Cognitive impairment in multiple sclerosis (MS) is common even in the early stages of the disease. Our objective was to improve early detection of cognitive impairment in MS.

Methods

Seventy-five patients with relapsing remitting (RR) MS and 20 controls were enrolled. Two RRMS groups were defined according to their results at the Paced Auditory Serial Addition Test (PASAT). Patients with a z score below two standard deviations were considered impaired. We quantified T2 and T1 lesion volumes, and cerebral white and grey matter volumes on a conventional brain magnetic resonance imaging (MRI) scan. Global brain atrophy was evaluated using the third ventricle (V3) width (in mm).
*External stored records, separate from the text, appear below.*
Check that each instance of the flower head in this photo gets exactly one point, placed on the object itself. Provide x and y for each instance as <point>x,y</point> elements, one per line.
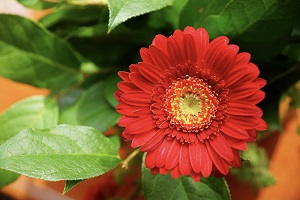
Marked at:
<point>191,104</point>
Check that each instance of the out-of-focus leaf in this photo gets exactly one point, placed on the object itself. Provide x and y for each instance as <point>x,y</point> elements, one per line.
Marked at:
<point>253,25</point>
<point>34,112</point>
<point>62,153</point>
<point>165,17</point>
<point>256,169</point>
<point>91,109</point>
<point>184,188</point>
<point>122,10</point>
<point>30,54</point>
<point>38,4</point>
<point>72,15</point>
<point>7,177</point>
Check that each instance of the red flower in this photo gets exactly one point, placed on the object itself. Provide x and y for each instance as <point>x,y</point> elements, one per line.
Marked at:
<point>191,104</point>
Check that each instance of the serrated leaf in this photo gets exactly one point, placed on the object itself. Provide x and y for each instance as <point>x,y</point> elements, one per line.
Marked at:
<point>70,184</point>
<point>7,177</point>
<point>62,153</point>
<point>91,109</point>
<point>122,10</point>
<point>32,55</point>
<point>34,112</point>
<point>164,187</point>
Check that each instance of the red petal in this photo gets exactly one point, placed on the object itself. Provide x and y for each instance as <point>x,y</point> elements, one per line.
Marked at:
<point>164,150</point>
<point>141,125</point>
<point>175,172</point>
<point>243,108</point>
<point>151,72</point>
<point>124,75</point>
<point>215,49</point>
<point>145,54</point>
<point>163,171</point>
<point>219,162</point>
<point>125,109</point>
<point>236,162</point>
<point>174,52</point>
<point>136,98</point>
<point>125,120</point>
<point>150,159</point>
<point>184,161</point>
<point>234,130</point>
<point>221,147</point>
<point>243,90</point>
<point>236,143</point>
<point>160,59</point>
<point>241,58</point>
<point>142,138</point>
<point>160,41</point>
<point>189,49</point>
<point>154,170</point>
<point>196,176</point>
<point>206,162</point>
<point>154,142</point>
<point>126,86</point>
<point>172,157</point>
<point>195,156</point>
<point>141,82</point>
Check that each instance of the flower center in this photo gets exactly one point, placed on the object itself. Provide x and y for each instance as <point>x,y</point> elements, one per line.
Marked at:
<point>190,104</point>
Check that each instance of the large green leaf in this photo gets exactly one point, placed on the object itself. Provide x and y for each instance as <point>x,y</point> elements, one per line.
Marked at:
<point>34,112</point>
<point>183,188</point>
<point>38,4</point>
<point>62,153</point>
<point>32,55</point>
<point>7,177</point>
<point>261,27</point>
<point>93,108</point>
<point>122,10</point>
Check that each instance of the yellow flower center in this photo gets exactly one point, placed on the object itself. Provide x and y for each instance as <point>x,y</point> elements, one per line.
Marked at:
<point>190,104</point>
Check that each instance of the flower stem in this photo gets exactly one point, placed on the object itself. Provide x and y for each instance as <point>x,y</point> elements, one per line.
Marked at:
<point>127,160</point>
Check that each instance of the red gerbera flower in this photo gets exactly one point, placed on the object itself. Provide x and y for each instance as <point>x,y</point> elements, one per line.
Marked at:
<point>191,104</point>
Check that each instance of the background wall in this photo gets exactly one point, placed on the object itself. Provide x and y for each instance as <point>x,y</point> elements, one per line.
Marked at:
<point>282,148</point>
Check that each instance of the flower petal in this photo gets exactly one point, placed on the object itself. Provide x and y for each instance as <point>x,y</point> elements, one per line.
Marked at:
<point>219,162</point>
<point>184,161</point>
<point>172,158</point>
<point>234,130</point>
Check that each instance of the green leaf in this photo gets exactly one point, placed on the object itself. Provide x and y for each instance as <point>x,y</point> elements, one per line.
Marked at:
<point>62,153</point>
<point>37,4</point>
<point>122,10</point>
<point>256,169</point>
<point>7,177</point>
<point>30,54</point>
<point>34,112</point>
<point>183,188</point>
<point>253,25</point>
<point>92,109</point>
<point>70,184</point>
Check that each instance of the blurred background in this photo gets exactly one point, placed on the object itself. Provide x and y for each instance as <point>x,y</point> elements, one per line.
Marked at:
<point>282,148</point>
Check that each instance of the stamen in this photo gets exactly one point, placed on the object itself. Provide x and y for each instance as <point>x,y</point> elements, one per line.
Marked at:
<point>190,104</point>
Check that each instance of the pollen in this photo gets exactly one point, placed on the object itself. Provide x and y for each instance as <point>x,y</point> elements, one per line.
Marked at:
<point>190,104</point>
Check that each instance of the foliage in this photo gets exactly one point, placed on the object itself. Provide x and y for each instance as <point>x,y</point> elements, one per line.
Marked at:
<point>76,51</point>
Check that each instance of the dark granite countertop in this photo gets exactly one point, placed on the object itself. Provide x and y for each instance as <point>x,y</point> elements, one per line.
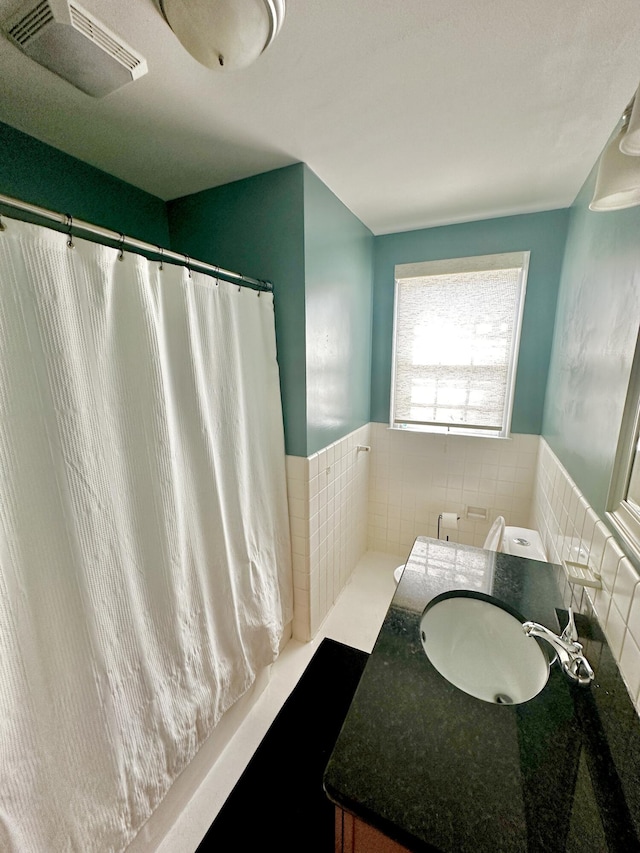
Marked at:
<point>438,770</point>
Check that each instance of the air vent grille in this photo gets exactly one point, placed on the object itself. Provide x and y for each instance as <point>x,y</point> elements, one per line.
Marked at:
<point>91,29</point>
<point>31,24</point>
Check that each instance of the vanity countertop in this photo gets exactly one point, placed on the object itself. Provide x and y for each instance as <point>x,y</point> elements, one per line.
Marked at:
<point>438,770</point>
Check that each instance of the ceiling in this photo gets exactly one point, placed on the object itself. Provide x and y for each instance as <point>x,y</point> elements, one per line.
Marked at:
<point>414,113</point>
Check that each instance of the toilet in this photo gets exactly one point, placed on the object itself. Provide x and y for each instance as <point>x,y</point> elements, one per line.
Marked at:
<point>517,541</point>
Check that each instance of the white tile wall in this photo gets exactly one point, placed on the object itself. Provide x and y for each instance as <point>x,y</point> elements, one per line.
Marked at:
<point>343,501</point>
<point>416,476</point>
<point>571,530</point>
<point>328,518</point>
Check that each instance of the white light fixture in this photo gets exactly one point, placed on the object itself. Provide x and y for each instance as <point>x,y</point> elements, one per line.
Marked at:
<point>618,180</point>
<point>224,34</point>
<point>630,143</point>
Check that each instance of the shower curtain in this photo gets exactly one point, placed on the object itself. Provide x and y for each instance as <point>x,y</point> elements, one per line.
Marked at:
<point>145,570</point>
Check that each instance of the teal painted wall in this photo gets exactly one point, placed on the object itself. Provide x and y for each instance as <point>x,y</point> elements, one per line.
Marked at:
<point>34,172</point>
<point>543,234</point>
<point>256,227</point>
<point>595,335</point>
<point>338,252</point>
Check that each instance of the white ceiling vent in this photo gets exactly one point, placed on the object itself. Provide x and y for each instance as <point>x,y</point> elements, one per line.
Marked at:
<point>69,41</point>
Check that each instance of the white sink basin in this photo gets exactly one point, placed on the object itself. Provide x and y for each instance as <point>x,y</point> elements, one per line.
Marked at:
<point>481,648</point>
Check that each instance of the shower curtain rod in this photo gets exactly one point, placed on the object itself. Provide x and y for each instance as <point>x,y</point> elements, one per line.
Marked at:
<point>72,225</point>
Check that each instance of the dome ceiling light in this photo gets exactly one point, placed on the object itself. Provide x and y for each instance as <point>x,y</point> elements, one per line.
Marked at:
<point>224,34</point>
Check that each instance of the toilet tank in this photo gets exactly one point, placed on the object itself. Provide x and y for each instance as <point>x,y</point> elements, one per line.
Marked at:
<point>523,542</point>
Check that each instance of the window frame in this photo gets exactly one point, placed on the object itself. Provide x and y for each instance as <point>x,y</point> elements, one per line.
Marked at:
<point>621,514</point>
<point>480,264</point>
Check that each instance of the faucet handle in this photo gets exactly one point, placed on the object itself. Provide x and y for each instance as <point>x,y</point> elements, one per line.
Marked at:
<point>570,633</point>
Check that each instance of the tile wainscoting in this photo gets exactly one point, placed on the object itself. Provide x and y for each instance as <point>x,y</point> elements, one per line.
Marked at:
<point>328,518</point>
<point>344,501</point>
<point>416,476</point>
<point>572,530</point>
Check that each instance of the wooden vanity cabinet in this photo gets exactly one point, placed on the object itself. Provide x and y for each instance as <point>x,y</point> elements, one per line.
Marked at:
<point>355,836</point>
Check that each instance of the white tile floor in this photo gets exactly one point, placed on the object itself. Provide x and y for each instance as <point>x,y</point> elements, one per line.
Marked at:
<point>355,620</point>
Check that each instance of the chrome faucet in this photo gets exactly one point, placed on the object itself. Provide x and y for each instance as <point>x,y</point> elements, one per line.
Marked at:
<point>567,648</point>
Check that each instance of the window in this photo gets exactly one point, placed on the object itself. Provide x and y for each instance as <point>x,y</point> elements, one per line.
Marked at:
<point>456,336</point>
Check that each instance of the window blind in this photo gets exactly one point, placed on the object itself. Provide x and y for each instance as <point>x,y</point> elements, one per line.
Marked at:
<point>456,338</point>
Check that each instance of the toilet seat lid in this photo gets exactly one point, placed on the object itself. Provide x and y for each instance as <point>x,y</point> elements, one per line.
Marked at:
<point>493,542</point>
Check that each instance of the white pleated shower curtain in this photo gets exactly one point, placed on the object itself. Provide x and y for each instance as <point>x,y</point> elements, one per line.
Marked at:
<point>145,570</point>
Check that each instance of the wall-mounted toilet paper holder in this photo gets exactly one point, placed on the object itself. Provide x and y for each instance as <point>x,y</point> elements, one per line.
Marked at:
<point>448,521</point>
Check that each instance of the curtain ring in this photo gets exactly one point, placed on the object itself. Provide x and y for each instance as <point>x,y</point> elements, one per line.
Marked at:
<point>69,224</point>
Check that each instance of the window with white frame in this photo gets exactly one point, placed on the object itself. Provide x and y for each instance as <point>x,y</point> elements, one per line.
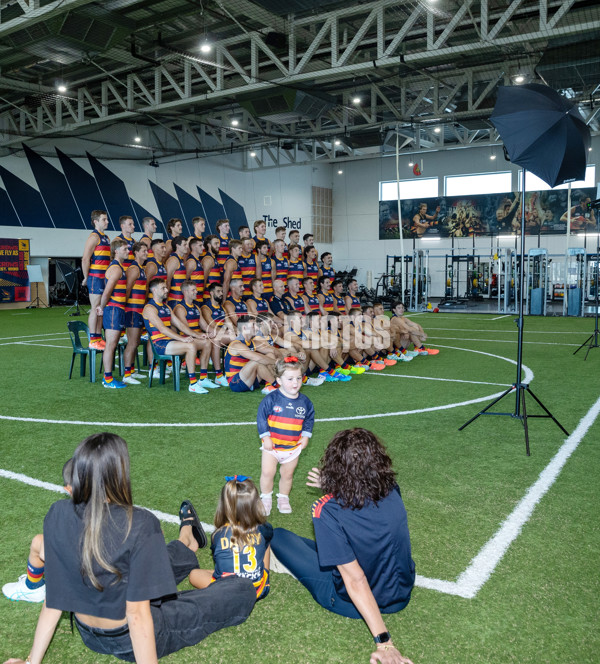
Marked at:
<point>533,183</point>
<point>415,188</point>
<point>481,183</point>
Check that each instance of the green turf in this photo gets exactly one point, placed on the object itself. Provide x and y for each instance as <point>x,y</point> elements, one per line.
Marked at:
<point>540,605</point>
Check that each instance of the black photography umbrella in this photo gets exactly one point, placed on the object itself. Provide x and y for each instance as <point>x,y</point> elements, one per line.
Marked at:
<point>545,134</point>
<point>542,132</point>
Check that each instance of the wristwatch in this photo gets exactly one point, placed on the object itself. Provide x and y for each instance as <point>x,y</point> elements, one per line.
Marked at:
<point>384,637</point>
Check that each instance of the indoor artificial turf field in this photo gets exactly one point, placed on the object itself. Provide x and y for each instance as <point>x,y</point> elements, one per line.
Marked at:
<point>540,603</point>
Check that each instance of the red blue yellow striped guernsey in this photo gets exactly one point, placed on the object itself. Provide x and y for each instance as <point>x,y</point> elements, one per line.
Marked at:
<point>247,265</point>
<point>119,294</point>
<point>145,236</point>
<point>197,276</point>
<point>130,242</point>
<point>137,296</point>
<point>100,257</point>
<point>192,315</point>
<point>179,276</point>
<point>224,253</point>
<point>281,269</point>
<point>266,266</point>
<point>164,313</point>
<point>235,363</point>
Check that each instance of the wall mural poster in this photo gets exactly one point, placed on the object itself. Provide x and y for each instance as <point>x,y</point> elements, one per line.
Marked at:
<point>488,214</point>
<point>14,281</point>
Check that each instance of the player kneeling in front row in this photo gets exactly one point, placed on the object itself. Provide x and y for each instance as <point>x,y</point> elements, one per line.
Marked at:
<point>159,321</point>
<point>285,422</point>
<point>406,332</point>
<point>245,367</point>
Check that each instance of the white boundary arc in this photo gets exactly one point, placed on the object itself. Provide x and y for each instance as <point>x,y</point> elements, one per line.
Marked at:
<point>527,379</point>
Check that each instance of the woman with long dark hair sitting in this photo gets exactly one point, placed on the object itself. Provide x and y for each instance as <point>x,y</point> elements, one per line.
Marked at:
<point>360,565</point>
<point>107,562</point>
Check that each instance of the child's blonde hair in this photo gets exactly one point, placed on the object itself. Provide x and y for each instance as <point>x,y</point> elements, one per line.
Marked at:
<point>241,508</point>
<point>290,362</point>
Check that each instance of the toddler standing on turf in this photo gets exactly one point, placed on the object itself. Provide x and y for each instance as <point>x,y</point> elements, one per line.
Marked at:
<point>285,421</point>
<point>241,542</point>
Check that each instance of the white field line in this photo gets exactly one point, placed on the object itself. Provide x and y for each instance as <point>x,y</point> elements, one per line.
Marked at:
<point>445,380</point>
<point>482,566</point>
<point>25,479</point>
<point>32,336</point>
<point>499,341</point>
<point>469,330</point>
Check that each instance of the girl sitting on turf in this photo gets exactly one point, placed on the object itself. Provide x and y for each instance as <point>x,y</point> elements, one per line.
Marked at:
<point>285,421</point>
<point>241,541</point>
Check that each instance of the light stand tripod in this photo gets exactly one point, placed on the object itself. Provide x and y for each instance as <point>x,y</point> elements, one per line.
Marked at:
<point>592,340</point>
<point>520,388</point>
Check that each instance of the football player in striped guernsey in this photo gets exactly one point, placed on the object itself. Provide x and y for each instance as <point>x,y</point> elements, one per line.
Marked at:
<point>245,368</point>
<point>137,286</point>
<point>149,226</point>
<point>176,272</point>
<point>160,324</point>
<point>223,234</point>
<point>127,227</point>
<point>285,423</point>
<point>193,266</point>
<point>94,262</point>
<point>112,308</point>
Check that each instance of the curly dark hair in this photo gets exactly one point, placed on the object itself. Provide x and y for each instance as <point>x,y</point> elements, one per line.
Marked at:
<point>356,468</point>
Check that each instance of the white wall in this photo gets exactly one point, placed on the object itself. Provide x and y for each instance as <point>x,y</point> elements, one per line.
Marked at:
<point>356,212</point>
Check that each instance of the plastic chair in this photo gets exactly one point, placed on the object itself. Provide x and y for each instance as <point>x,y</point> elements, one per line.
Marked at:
<point>76,327</point>
<point>162,362</point>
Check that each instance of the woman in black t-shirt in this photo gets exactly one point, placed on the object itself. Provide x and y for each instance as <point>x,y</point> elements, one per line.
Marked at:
<point>107,562</point>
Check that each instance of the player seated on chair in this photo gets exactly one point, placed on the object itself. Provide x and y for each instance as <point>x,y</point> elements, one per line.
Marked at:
<point>112,308</point>
<point>245,367</point>
<point>137,287</point>
<point>160,321</point>
<point>188,310</point>
<point>406,332</point>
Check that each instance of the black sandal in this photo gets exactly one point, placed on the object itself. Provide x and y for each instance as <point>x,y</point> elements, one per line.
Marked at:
<point>188,517</point>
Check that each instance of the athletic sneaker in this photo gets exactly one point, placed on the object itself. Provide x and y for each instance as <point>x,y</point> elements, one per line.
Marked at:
<point>114,384</point>
<point>357,369</point>
<point>328,377</point>
<point>283,504</point>
<point>341,377</point>
<point>404,357</point>
<point>267,502</point>
<point>207,383</point>
<point>19,591</point>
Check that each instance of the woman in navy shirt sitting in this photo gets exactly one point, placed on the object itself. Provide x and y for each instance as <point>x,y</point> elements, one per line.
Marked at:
<point>360,565</point>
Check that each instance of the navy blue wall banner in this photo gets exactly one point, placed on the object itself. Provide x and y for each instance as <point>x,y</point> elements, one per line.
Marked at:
<point>488,214</point>
<point>14,281</point>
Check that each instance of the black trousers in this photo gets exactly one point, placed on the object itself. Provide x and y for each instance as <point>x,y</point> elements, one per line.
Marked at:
<point>186,618</point>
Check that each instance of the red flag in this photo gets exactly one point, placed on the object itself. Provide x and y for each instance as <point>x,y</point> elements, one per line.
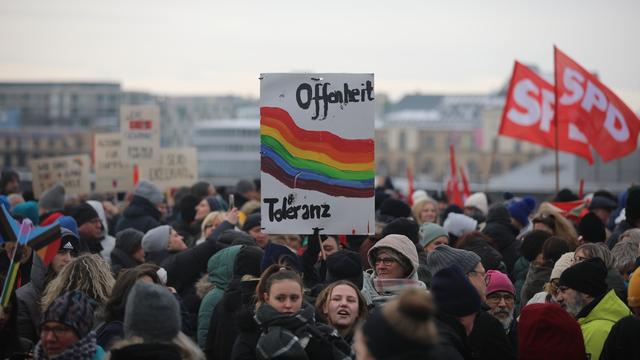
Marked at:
<point>609,125</point>
<point>453,192</point>
<point>529,113</point>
An average brain model was built based on controls and compared with the patient’s MRI to quantify regional volumetric changes.

Results

Sixteen (21.3%) patients with RRMS had low PASAT performance. They had a higher Expanded Disability Status Scale (EDSS) score (P = 0.019). T2 and T1 lesion volumes, and grey and white matter volumes were the same in both groups. An enlargement of the V3 width was observed in the low performer group (P = 0.044) and V3 width was correlated with the PASAT score (r = −0.271; P = 0.021). A composite score, named HV3, was obtained by adding the EDSS and V3 width (in mm) and correlated with the PASAT (r = −0.325; P = 0.006). A cutoff HV3 score of over 5.5 identified patients with low PASAT performance, with a positive predictive value of 92.5% and an accuracy of 70.1%. Focal atrophy was detected in the supplementary motor area, the cingulate gyrus, the right thalamus, and the inferior parietal lobules of patients with lower PASAT performance.

Conclusion

Specific brain morphological changes, including an enlargement of the V3 width, are associated with low PASAT performance in patients with RRMS. The HV3 score is an additional and complementary tool, accessible in clinical practice, to suspect easily cognitive impairment in patients with RRMS and to better identify patients requiring a complete cognitive assessment.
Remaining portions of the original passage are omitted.